Lasorsa fait parfois preuve d’un enthousiasme débridé, notamment quand il affirme que « le hockey, ici au Québec, c’est l’opium du peuple, c’est notre religion » (p. 39). Il tempère ses propos quand il reconnaît que le soccer européen est aussi à la source de confrontations rituelles et systématiques entre supporters. D’autre part, il ne faudrait pas oublier que le hockey a ses fanatiques hors Québec. La rivalité entre Calgary et Edmonton, à l’époque de Wayne Gretzky et lorsque les Flames de Calgary sont devenus compétitifs, tout comme l’étaient devenus les Nordiques, était sûrement à la mesure de celle entre Québec et Montréal.
Pour en revenir à la thèse principale du livre, il est assez ironique de constater que si les partisans des Nordiques étaient indépendantistes, ils ne l’ont pas laissé savoir lors du référendum d’octobre 1995, puisque la région de Québec avait massivement voté pour le non. Lasorsa se penche d’ailleurs sur ce paradoxe (p. 110), spéculant qu’il s’explique par le refus de Jacques Parizeau de financer un nouveau Colisée ce qui aurait ainsi empêché le départ des Nordiques en mai 1995, une erreur que les partis politiques ont voulu éviter en 2011 sous la pression du maire Labeaume.

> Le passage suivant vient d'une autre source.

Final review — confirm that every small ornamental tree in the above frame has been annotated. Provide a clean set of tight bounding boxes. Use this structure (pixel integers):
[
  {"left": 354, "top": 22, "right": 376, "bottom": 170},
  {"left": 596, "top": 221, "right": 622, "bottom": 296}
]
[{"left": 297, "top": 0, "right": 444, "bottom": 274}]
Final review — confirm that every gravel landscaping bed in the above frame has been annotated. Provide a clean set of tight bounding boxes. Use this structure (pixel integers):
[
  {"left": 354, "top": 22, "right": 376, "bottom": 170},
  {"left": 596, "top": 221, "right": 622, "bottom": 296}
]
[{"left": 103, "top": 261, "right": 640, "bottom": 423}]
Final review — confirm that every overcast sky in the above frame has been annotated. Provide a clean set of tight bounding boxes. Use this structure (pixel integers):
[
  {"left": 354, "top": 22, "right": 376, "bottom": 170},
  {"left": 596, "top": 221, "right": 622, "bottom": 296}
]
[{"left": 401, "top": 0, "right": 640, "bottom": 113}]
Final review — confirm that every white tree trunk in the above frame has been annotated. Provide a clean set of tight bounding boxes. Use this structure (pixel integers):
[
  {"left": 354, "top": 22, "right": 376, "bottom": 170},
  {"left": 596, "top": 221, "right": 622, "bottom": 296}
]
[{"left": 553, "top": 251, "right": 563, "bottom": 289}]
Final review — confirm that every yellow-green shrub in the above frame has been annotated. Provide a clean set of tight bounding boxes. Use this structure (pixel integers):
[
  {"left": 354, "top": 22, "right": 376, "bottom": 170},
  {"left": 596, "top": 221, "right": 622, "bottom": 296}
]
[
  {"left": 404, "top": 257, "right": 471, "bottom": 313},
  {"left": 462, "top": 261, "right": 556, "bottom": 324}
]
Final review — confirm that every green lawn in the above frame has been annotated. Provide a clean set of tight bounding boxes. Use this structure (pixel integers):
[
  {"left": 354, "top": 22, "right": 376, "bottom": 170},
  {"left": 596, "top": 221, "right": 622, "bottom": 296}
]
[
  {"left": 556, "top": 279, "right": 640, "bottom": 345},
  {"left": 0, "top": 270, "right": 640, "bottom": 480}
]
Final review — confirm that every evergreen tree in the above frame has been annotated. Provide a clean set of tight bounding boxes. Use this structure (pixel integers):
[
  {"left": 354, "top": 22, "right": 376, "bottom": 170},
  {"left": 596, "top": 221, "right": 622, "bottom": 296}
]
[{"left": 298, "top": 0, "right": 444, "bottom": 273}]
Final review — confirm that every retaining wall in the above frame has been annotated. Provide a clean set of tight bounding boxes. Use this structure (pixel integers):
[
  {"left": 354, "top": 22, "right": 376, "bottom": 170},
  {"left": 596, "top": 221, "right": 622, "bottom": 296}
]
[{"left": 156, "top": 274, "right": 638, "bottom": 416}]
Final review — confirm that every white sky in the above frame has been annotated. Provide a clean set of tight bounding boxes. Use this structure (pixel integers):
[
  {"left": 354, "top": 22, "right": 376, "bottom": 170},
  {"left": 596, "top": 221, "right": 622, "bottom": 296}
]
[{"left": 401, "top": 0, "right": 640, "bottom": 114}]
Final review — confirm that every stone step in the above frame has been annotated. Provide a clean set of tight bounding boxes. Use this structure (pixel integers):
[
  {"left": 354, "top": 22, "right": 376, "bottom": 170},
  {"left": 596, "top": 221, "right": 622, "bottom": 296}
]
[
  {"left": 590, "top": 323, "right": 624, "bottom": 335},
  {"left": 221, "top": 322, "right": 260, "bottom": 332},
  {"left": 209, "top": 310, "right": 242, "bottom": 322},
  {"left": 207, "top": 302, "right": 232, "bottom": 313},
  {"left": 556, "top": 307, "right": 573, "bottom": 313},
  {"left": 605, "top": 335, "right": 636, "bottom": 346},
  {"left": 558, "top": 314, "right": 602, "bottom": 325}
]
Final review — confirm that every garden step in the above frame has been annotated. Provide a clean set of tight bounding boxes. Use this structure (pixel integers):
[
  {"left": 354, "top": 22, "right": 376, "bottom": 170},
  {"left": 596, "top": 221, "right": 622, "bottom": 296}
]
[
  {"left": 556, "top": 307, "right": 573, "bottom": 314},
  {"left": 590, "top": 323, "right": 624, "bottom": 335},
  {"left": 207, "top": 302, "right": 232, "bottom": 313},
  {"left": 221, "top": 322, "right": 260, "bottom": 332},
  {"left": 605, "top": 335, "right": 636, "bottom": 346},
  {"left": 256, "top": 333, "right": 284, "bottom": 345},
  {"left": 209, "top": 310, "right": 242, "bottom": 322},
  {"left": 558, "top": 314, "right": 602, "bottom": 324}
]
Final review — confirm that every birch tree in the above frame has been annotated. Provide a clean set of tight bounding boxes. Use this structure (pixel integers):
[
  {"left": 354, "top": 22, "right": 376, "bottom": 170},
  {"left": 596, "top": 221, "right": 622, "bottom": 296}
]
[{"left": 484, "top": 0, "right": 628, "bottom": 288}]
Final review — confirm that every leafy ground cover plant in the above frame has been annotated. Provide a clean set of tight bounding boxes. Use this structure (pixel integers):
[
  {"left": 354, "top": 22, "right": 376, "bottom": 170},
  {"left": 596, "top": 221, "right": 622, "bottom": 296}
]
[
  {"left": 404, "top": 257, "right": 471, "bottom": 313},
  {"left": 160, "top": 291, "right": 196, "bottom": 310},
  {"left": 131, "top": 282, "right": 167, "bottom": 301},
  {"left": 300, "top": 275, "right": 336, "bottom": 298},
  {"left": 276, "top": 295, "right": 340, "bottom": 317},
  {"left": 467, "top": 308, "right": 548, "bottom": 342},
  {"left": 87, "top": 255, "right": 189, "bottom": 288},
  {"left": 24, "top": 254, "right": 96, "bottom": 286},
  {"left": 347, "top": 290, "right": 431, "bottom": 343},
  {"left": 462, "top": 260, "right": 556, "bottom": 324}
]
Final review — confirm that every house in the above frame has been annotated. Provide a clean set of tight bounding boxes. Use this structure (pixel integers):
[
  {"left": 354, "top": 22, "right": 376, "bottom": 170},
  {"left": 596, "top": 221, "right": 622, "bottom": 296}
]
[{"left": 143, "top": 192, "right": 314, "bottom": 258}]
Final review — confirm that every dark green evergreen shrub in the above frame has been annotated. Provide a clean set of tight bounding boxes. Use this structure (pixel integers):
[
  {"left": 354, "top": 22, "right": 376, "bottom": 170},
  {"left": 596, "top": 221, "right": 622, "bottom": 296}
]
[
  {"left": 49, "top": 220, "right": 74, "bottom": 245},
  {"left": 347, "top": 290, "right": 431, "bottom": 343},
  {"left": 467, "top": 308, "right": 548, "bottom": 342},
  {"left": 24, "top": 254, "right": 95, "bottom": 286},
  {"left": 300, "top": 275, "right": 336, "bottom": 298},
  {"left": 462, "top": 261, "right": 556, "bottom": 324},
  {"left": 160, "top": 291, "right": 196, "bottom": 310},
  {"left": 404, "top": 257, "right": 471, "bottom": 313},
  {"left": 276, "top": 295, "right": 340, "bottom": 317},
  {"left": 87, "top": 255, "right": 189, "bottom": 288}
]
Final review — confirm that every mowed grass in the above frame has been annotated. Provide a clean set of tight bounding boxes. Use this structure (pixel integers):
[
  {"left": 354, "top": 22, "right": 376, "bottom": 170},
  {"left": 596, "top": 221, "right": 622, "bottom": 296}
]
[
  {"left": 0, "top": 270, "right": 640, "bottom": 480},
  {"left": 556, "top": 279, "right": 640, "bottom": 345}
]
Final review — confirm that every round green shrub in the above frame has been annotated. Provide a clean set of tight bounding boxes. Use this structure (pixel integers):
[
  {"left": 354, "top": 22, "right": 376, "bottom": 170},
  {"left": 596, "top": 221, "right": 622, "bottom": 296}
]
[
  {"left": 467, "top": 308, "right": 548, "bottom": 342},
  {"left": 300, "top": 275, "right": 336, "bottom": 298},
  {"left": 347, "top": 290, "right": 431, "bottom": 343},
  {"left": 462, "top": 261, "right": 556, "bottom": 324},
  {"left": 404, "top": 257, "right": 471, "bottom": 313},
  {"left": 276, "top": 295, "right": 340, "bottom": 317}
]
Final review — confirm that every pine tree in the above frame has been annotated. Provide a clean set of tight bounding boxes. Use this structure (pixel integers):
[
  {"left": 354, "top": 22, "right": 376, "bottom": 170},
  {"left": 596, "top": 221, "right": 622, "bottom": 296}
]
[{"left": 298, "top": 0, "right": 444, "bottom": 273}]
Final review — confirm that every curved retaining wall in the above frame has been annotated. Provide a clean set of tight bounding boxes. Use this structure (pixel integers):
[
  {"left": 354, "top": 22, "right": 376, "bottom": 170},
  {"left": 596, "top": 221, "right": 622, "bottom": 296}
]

Lasorsa termine en affirmant que les Maple Leafs de Toronto ne constituent qu’un placebo, et que les partisans du Canadien souhaitent un retour des Nordiques pour pouvoir vraiment assouvir leurs passions. Lasorsa pense aussi qu’un club concurrent incitera le Canadien à recruter davantage de joueurs québécois, ce que montre d’ailleurs le livre de Bob Sirois (Le Québec en échec, Éditions de l’Homme, 2009), le Canadien repêchant en moyenne trois Québécois par saison durant les années des Nordiques, et seulement deux par après. Espérons seulement que les Molson et le Canadien n’imposeront pas de conditions délétères à la venue des nouveaux Nordiques, évitant de répéter ce qu’ils avaient fait en 1979.